I sindacati confederali attribuiscono la convocazione alle forme di protesta messe in atto in questi mesi. I sindacati chiedono che la Conferenza delle Regioni introduca regole chiare sull’accreditamento. In assenza di sviluppi concreti sul rinnovo del Ccnl della sanità privata, le mobilitazioni sui territori saranno intensificate

Si apre uno spiraglio per il rinnovo del Contratto di lavoro delle lavoratrici e dei lavoratori della sanità privata e delle Rsa. Il 4 marzo è infatti prevista una convocazione al Ministero della Salute per discutere il rinnovo dei Ccnl di settore, un risultato che i sindacati attribuiscono alla mobilitazione e alla pressione esercitata nelle ultime settimane. A darne notizia, con una nota congiunta, sono le segreterie nazionali di FP CGIL, CISL FP e UIL FPL.

Sindacati: «Vertenza al centro dell’agenda politica grazie a proteste»
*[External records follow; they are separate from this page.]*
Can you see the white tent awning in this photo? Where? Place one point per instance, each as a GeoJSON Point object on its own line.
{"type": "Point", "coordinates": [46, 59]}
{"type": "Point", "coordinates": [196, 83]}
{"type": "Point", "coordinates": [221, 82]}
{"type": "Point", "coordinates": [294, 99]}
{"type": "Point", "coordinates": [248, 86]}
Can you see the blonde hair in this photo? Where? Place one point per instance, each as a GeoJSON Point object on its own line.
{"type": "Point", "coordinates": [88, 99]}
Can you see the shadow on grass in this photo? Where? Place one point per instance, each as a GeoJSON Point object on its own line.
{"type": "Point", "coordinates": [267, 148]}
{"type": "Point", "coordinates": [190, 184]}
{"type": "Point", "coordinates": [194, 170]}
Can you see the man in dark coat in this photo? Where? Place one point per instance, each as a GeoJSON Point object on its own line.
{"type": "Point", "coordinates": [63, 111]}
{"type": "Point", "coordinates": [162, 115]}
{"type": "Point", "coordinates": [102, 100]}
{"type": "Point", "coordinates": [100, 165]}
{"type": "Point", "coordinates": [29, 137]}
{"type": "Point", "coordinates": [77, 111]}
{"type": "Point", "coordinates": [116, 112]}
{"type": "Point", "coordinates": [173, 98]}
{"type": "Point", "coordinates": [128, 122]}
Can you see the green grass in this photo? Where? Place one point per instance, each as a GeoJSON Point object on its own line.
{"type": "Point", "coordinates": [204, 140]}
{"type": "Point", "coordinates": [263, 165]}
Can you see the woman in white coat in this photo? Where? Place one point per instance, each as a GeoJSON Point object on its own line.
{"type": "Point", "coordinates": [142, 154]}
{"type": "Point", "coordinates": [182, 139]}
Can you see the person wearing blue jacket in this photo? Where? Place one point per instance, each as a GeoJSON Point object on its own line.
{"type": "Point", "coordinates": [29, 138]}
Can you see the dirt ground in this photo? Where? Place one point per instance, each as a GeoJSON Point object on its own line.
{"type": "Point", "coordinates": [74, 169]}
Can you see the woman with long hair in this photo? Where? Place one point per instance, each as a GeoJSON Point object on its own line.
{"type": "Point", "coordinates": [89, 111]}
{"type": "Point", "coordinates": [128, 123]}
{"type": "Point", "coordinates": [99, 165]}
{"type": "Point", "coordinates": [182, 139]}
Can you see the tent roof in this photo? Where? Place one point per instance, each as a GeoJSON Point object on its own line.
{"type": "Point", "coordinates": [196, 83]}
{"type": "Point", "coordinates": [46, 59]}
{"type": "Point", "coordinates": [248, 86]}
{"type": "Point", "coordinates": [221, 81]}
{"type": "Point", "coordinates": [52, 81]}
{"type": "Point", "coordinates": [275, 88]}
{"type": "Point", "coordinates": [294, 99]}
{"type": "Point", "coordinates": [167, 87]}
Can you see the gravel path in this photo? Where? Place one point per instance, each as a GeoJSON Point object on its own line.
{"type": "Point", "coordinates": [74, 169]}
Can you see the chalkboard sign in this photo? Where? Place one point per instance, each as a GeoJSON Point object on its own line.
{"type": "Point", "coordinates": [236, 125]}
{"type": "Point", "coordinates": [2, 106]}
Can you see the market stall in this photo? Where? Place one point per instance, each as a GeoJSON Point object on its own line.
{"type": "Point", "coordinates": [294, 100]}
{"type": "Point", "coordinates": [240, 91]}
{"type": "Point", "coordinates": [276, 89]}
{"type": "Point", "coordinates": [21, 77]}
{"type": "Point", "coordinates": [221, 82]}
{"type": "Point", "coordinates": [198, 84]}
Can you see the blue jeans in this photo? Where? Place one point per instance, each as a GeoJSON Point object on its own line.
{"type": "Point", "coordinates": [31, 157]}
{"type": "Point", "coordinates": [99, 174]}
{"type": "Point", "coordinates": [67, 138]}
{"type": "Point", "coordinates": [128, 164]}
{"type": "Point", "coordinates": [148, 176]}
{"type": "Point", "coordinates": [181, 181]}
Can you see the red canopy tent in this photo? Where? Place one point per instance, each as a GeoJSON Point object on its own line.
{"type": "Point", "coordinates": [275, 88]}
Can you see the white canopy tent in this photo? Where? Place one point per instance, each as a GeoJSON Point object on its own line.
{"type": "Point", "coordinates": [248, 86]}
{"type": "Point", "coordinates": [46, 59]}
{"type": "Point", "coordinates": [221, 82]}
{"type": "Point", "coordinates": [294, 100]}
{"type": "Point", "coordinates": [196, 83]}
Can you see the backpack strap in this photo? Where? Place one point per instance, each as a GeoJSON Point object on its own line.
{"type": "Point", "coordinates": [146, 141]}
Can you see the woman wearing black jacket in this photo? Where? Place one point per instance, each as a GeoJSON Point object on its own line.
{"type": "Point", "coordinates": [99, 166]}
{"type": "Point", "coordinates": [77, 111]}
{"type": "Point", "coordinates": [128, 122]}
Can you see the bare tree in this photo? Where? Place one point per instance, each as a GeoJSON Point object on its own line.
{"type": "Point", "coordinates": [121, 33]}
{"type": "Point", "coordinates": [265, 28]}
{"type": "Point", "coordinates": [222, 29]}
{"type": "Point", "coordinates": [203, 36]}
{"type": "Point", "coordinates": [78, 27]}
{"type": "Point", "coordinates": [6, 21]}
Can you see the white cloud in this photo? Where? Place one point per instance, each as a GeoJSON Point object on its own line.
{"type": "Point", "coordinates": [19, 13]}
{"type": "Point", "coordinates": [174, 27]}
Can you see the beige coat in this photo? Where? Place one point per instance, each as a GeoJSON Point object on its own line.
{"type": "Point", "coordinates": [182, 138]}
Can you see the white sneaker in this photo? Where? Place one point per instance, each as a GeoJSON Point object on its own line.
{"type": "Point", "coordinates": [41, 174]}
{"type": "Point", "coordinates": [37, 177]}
Le tre organizzazioni spiegano che iniziative di protesta, richieste formali di apertura del tavolo e interlocuzioni istituzionali hanno riportato la vertenza al centro dell’agenda politica, fino alla convocazione alla presenza del ministro. L’incontro, sottolineano, sarà affrontato con spirito costruttivo ma con fermezza, ribadendo la necessità di risposte concrete e verificabili dopo anni di rinvii. I sindacati chiedono inoltre che la Conferenza delle Regioni introduca regole chiare sull’accreditamento: le strutture che erogano servizi pubblici e ricevono fondi regionali dovrebbero essere obbligate ad applicare e rinnovare regolarmente i contratti collettivi sottoscritti con le organizzazioni maggiormente rappresentative.

Ma la minaccia di sciopero dei lavoratori della sanità privata resta

Nel frattempo, il tentativo di conciliazione al Ministero del Lavoro non ha prodotto risultati. Per questo, spiegano i sindacati, la proclamazione dello sciopero – annunciata a breve – rappresenta la conseguenza della mancata volontà delle associazioni datoriali di riaprire il confronto senza una preventiva garanzia di risorse da parte di Governo e Regioni. In assenza di sviluppi concreti, le mobilitazioni sui territori saranno intensificate. L’obiettivo dichiarato resta quello di rinnovare tutti i contratti e impedire nuovi blocchi contrattuali o fenomeni di dumping a danno del personale della sanità privata e delle Rsa.